Der Veterinärdienst des Kantons Luzern verhängte im November 2024 gegen eine Frau ein sofortiges, auf drei Jahre befristetes Tierhalteverbot. Ausgenommen davon war lediglich die tierschutzkonforme Haltung von vier kastrierten Katzen. Zusätzlich wurde sie verpflichtet, dem Veterinärdienst halbjährlich Krankengeschichtsauszüge ihrer Katzen einzureichen. Das Luzerner Kantonsgericht bestätigte diese Verfügung im Mai 2026.

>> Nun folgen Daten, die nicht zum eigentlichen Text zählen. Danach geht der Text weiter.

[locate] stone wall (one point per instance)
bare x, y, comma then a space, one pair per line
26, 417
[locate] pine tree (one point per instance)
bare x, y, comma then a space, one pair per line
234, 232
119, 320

Die Frau wollte diesen Entscheid beim Bundesgericht anfechten. Dabei lief sie jedoch in ein Fristproblem: Das Urteil des Kantonsgerichts wurde am 26. Mai 2026 ihrem damaligen Anwalt zugestellt. Noch am selben Tag schickte dieser ihr das Urteil weiter und teilte ihr mit, dass sein Mandat damit beendet sei. Die Frau ging davon aus, dass die 30-tägige Frist zur Einreichung einer Beschwerde erst ab dem Zeitpunkt laufe, als sie selbst das Urteil erhalten hatte – also ab dem 27. Mai 2026.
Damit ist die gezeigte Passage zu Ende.